To date, there are no good biomarkers for diagnosing and predicting the progression of cardiac allograft rejection. Previous studies have shown a correlation of allograft inflammatory factor-1 (AIF-1) to human cardiac allograft rejection; however these studies were limited in sample size and did not address whether AIF-1 could be used as a biomarker in diagnosing and predicting the progression of cardiac allograft rejection. Using immunohistochemistry, AIF-1 expression was determined in cardiomyocytes (CMCs), mononuclear cells (MNCs) and Quilty lesions in 192 allograft endomyocardial biopsies and 37 heart specimens from nontransplant patients with diverse heart diseases. AIF-1 was found in both cardiac allografts and hearts with other cardiac diseases. In cardiac allografts, expression levels of AIF-1 in both CMCs and MNCs directly correlated with the severity of cardiac cellular rejection. AIF-1 expression was also elevated in Quilty B lesions, but not in Quilty A lesions. The rejection grade in subsequent biopsies increased in biopsies that had low-grade rejection with high CMC AIF-1 scores or Quilty B lesions.
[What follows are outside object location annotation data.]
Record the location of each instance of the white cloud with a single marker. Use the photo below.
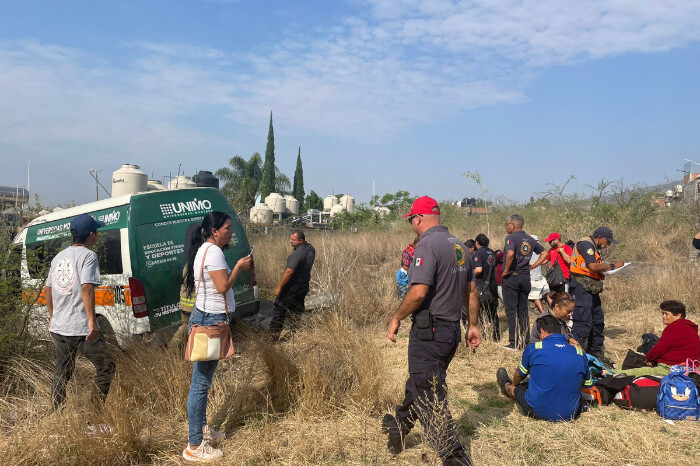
(401, 63)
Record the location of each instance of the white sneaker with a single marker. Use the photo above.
(212, 435)
(204, 453)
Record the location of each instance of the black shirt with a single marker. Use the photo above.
(301, 260)
(486, 259)
(523, 245)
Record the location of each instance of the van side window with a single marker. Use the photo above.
(39, 256)
(109, 252)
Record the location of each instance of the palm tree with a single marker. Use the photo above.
(242, 181)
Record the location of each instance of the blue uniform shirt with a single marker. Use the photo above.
(557, 370)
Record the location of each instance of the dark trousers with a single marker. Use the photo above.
(488, 306)
(516, 288)
(289, 302)
(97, 352)
(425, 398)
(588, 318)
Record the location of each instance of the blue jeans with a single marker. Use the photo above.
(202, 375)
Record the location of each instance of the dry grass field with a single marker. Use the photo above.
(318, 398)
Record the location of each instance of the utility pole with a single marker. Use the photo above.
(95, 174)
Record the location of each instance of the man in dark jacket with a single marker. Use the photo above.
(294, 284)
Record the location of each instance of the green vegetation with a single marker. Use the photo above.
(298, 190)
(267, 183)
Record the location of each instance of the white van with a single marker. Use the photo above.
(141, 250)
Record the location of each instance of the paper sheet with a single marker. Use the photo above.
(610, 272)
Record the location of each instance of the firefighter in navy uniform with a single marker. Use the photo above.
(441, 280)
(587, 275)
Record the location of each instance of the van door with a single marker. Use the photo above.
(158, 223)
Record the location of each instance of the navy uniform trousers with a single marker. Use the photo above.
(588, 318)
(425, 399)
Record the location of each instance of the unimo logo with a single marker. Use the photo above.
(175, 209)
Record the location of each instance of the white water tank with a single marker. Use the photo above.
(336, 209)
(329, 202)
(261, 214)
(276, 202)
(348, 202)
(292, 204)
(155, 185)
(382, 211)
(182, 182)
(128, 180)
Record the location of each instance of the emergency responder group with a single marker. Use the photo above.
(451, 281)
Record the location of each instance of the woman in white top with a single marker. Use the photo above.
(214, 304)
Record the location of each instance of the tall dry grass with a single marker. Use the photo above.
(319, 397)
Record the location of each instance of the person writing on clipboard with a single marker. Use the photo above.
(587, 275)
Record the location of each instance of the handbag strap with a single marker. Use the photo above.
(201, 273)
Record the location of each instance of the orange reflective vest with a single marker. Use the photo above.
(578, 264)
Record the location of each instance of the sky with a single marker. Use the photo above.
(395, 94)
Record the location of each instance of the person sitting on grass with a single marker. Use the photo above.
(679, 341)
(561, 306)
(557, 371)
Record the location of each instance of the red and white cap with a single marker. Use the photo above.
(424, 206)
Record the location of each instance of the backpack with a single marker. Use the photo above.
(641, 393)
(678, 396)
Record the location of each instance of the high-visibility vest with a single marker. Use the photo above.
(578, 264)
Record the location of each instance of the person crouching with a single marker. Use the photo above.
(556, 371)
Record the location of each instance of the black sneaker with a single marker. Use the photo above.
(390, 426)
(502, 378)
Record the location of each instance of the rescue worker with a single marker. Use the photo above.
(516, 280)
(587, 275)
(442, 280)
(485, 273)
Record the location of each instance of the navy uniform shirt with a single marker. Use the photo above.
(486, 259)
(523, 246)
(301, 260)
(557, 370)
(587, 250)
(442, 262)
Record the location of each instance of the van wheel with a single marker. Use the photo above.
(107, 331)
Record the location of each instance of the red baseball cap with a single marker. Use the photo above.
(424, 206)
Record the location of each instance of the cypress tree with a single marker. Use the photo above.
(298, 191)
(267, 184)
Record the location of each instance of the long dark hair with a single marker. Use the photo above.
(195, 238)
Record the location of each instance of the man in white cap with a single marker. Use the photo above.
(538, 284)
(70, 300)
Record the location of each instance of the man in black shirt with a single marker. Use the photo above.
(294, 285)
(516, 279)
(485, 273)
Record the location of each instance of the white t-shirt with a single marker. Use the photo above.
(70, 269)
(208, 299)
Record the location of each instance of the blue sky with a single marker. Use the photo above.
(407, 93)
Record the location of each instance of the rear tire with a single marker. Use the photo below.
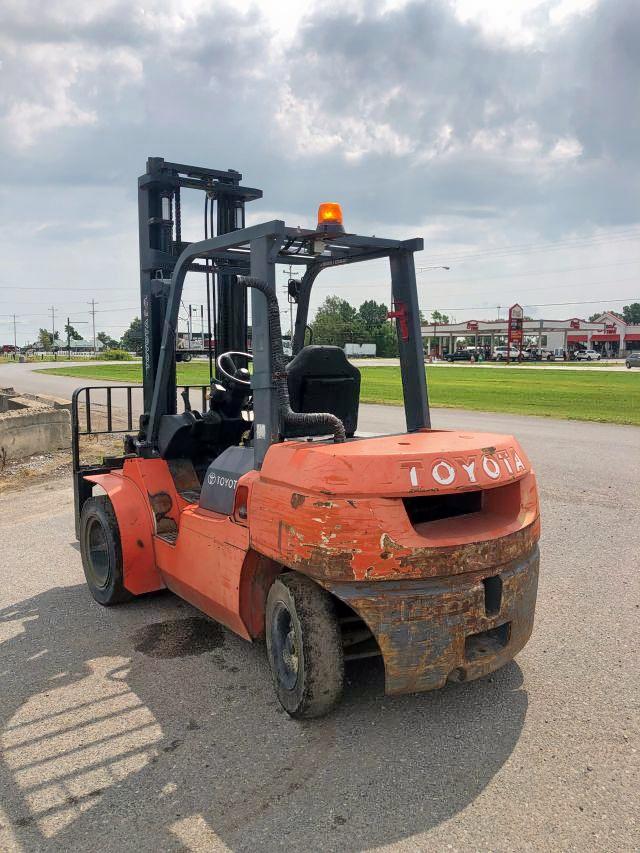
(304, 646)
(102, 552)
AIF-1 was expressed in both CMCs and MNCs in hearts with various adverse conditions including but not limited to heart transplantation. In cardiac transplantation, AIF-1 was associated with the severity of cardiac allograft rejection and Quilty B lesions, which could predict subsequent increases in rejection grade. Thus, AIF-1 shows promise that it can be a potential biomarker for cardiac allograft rejection.